24 March 2014

Sleepless As What's Under Them

The other day I got out for a bit of a ride.  On my way home, I passed through the Brooklyn Heights and Cobble Hill neighborhoods of Brooklyn.  

The Heights abuts the waterfront and the Hill is next door.  Both neighborhoods have been the home of a number of writers, especially poets--including the ones everyone's heard of like Walt Whitman, Hart Crane and Marianne Moore and ones only readers of this blog have heard of, like yours truly.

Anyway, much of the Heights gentrified decades ago--in fact, one of the first landmarked districts in the United States lies within the neighborhood.  Cobble Hill is also turning into an enclave of young professionals and families.  

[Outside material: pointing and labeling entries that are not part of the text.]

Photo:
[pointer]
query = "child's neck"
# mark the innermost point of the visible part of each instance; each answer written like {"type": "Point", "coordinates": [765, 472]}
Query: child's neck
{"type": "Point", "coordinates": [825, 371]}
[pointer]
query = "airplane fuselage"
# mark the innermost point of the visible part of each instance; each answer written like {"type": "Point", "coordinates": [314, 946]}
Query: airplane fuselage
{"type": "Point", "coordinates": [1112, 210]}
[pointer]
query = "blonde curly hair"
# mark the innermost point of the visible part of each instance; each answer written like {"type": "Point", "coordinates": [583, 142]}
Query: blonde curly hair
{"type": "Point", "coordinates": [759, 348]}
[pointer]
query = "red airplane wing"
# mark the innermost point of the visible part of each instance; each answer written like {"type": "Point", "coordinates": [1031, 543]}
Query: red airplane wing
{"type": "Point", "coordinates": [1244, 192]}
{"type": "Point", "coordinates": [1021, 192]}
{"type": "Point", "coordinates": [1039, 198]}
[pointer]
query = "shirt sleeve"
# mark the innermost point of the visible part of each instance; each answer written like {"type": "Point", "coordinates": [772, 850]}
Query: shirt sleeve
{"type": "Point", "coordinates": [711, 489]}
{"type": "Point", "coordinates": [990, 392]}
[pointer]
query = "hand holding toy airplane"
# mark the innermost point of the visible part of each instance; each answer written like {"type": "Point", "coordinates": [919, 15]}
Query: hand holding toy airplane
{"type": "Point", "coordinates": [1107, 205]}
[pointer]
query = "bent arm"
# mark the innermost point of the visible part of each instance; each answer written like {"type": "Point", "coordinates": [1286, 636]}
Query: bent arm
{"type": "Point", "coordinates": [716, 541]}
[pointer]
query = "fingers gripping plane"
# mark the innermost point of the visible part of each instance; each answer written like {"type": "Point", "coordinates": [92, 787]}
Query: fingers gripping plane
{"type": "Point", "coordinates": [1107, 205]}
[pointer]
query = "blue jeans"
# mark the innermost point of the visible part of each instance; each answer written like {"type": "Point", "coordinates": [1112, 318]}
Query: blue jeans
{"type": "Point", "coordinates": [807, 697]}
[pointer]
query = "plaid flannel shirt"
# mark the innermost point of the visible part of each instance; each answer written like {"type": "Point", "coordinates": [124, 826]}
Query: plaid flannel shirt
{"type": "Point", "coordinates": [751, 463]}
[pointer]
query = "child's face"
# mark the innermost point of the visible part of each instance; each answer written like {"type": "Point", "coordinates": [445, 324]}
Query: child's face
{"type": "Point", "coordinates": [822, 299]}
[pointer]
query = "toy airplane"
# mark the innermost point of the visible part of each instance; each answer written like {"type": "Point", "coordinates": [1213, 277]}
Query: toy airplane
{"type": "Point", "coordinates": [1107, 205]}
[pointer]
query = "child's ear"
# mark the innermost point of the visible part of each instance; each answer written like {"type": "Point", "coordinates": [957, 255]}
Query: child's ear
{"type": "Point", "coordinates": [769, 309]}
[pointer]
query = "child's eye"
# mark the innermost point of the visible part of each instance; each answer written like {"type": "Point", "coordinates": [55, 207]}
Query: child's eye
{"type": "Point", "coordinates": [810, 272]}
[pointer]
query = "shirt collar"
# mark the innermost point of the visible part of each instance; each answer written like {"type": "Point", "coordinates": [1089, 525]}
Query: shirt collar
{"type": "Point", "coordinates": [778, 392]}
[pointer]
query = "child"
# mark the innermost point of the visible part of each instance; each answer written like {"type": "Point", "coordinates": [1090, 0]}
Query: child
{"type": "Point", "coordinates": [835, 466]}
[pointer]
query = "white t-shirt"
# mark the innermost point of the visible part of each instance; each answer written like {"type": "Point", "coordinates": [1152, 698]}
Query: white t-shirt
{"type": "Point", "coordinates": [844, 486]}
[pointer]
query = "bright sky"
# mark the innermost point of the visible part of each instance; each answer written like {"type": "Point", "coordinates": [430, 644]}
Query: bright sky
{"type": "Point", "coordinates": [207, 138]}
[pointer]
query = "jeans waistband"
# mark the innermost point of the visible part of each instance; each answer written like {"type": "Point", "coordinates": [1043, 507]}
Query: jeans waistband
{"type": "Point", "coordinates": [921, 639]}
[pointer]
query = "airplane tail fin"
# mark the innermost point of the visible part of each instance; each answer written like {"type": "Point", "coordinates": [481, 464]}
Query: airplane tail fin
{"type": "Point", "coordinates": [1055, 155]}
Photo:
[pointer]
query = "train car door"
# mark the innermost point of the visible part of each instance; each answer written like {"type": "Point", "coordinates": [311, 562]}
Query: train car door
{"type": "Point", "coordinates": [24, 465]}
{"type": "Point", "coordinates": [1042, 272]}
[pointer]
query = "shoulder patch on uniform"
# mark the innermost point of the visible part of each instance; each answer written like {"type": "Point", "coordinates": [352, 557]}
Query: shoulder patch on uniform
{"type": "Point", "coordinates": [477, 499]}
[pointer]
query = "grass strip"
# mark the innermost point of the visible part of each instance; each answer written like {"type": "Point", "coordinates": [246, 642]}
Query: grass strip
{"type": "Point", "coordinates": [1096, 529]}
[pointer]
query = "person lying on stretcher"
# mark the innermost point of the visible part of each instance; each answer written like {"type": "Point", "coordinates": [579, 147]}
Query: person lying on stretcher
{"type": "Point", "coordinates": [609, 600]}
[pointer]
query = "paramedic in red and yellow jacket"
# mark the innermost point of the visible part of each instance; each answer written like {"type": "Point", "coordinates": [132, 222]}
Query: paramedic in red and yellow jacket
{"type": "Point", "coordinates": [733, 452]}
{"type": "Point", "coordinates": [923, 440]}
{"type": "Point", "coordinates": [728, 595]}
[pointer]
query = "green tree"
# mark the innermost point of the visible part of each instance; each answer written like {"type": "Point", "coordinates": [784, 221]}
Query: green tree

One result of those demographic changes--and shifts in the city's, nation's and world's economy--is that much of the city's maritime history is disappearing.  I know about those developments firsthand:  Two of my uncles were maritime workers and their union headquarters once occupied an entire square block, and a good part of another, in South Brooklyn.  One of my early birthdays was celebrated in its reception hall; so were milestones in the lives of other family members of longshoremen and other workers.  Now that square-block sized building is occupied by the largest Muslim elementary school in America and the maritime workers are relegated only to a couple of offices in the other building.

One of the last remaining vestiges of the work those men (almost all of them were male) did is seen on this building I passed on Atlantic Avenue, near Clinton Street:





The former headquarters and workshop of John Curtin's sail-making operation is now condominums, with a restaurant and Urban Outfitters store in its street-level studios. 

Riding through the neighborhood made me think of this passage from Hart Crane's masterwork The Bridge:

 Sleepless as the river under thee,
Vaulting the sea, the prairies’ dreaming sod,
Unto us lowliest sometime sweep, descend
And of the curveship lend a myth to God.